- Sixth Circuit Refuses to Allow Eight-Year-Old ERISA Claim to Proceed
- July 23, 2013 | Authors: Robert W. Shaw; Mark S. Thomas
- Law Firm: Williams Mullen - Raleigh Office
The U. S. Court of Appeals for the Sixth Circuit has held that a plaintiff could not pursue a claim for disability benefits in federal district court eight years after his claims were denied by the plan. In Engleson v. Unum Life Insurance Company of America, No. 12-4049 (6th Cir. July 3, 2013), plaintiff Jerry Engleson brought suit in 2009 for disability benefits to which he contended he was entitled under ERISA in 2001. Ruling that Engleson’s claims were time-barred, the Sixth Circuit’s decision highlights the importance of plan provisions governing the timeliness of claims for ERISA benefits, and is a reminder that the U. S. Supreme Court is reviewing the enforceability of such limitations provisions in its upcoming term.
For health reasons, Engleson stepped down from his position at the Seibert-Keck Insurance Agency in 2001 and filed a claim for long-term disability benefits under the agency’s group disability plan managed by the Unum Life Insurance Company of America (“Unum”). Unum denied his claim in 2001 on the basis that Engleson was not “continuously disabled.” Engleson appealed twice through Unum’s internal appeals process. Unum denied both appeals, with the second denial occurring on November 29, 2001. Engleson did not file suit in federal court to enforce his benefit claim. The plan contained a provision requiring participants to file a suit to enforce an ERISA claim within “3 years after the time proof of claim is required”. In Engleson’s case, that clock began before Unum’s final administrative claims denial, and, after applying all plan terms and provisions, his three-year period expired in March 2005.
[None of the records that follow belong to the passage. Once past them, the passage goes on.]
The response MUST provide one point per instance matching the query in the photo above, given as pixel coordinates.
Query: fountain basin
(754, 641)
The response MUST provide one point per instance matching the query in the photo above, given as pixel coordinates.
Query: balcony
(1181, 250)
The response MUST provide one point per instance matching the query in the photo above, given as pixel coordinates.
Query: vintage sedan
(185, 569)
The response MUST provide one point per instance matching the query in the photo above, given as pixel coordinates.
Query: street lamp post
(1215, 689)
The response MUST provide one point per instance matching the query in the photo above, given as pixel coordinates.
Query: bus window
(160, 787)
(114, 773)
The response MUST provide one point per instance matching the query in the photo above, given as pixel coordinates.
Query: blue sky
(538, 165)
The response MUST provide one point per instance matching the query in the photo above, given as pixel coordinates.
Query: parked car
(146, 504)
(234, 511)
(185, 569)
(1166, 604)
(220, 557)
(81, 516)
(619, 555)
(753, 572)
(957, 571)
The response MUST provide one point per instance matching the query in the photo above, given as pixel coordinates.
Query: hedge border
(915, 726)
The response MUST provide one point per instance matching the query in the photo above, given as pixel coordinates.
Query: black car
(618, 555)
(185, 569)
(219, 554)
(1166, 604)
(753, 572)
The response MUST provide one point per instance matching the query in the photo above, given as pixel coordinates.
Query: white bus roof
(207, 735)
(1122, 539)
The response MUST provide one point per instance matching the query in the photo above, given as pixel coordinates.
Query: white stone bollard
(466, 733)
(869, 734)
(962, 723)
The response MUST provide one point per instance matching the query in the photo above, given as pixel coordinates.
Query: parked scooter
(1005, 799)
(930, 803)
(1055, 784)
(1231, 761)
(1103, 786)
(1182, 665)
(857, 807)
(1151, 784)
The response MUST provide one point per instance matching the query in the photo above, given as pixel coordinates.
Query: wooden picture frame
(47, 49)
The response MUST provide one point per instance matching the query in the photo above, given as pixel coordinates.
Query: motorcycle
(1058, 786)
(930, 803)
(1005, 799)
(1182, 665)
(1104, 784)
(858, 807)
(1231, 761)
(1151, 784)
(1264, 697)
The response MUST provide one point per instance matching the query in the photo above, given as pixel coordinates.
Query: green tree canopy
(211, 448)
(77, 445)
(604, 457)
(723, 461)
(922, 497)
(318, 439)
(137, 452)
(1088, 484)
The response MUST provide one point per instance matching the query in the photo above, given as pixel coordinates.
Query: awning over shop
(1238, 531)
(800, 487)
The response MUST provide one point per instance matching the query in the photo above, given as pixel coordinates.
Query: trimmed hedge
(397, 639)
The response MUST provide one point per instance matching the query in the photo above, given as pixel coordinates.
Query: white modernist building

Engleson eventually returned to employment at the Seibert-Keck Insurance Agency, but again filed for disability benefits on August 1, 2008. This time, Unum granted his claim with the date of disability set as August 5, 2008. Engleson objected on the basis that the disability benefits should have accrued beginning in 2001. Unum invited Engleson to submit evidence that his disability period began earlier, but rejected his claim to benefits beginning in 2001. Engleson filed suit in federal district court, contending that his first date of disability should be 2001. The district court, after an evidentiary hearing, determined that the three-year contractual limitations period in the plan rendered Engleson’s suit untimely and dismissed his case.
Engleson appealed, raising three main arguments against enforcement of the plan’s three-year contractual limitations period. First, he contended that federal regulations (see 29 C.F.R. § 2560.503-1(f), 29 C.F.R. § 2520.102-3) required Unum to inform him when it denied his claims in 2001 that he had a right to judicial review in federal district court. The Sixth Circuit disagreed that these regulations included such a requirement, finding that the regulations in effect in 2001 only required notice of rights of appeal within the plan. The court noted that the regulations changed in 2002 to require notice of a right to pursue a civil action for ERISA benefits.
Second, Engleson contended that Unum waived its contractual limitation defense in 2008 correspondence concerning the 2008 benefits claim, based on Unum’s invitation for Engleson to submit additional information to support an earlier date of disability. The court held that Unum’s invitation to submit such information did not constitute a waiver of the plan’s limitations period or its earlier denial of the 2001 benefit claim.
Third, Engleson contended that he had an equitable right to toll the application of the plan’s limitations period. Engleson based his argument in part on the Supreme Court’s decision in CIGNA Corp. v. Amara, 131 S. Ct. 1866 (2011), which has generally broadened the scope of equitable relief in ERISA cases. However, the Sixth Circuit held that the Amara case did not address equitable tolling as a remedy, and that, moreover, because Engleson “was not diligent in pursuing his rights,” he did not meet the test for equitable tolling of the plan’s limitations period.
In reading Engleson, it is important to remember that the U.S. Supreme Court has granted certiorari in Heimeshoff v. Hartford Life and Accident Insurance Co., No. 12-729 (U.S.), to review the question of whether a plan can enforce a plan’s limitations period that commences before a claimant has exhausted administrative remedies under the plan and may file suit in federal court. The federal circuit courts have split on that question, with the Fourth Circuit adopting a different position from other circuits and holding that such contractual limitations are not enforceable. See White v. Sun Life Assurance Co. of Canada, 488 F.3d 240 (4th Cir. 2007). (The Fourth Circuit also addressed the statute of limitations recently in David v. Alphin, No. 11-2181 (4th Cir. 2013).
Plan administrators should watch closely the Supreme Court’s upcoming decision in Heimeshoff in the Court’s next term and evaluate whether that decision will affect the enforceability of any contractual limitations period in their plan documents. Likewise, Engleson provides useful guidance for plan administrators’ administration of claims appeals and how they may best protect the enforceability of plan terms and provisions, especially any contractual limitation in a plan that determines the time in which a plan participant may file a benefits claim in federal court.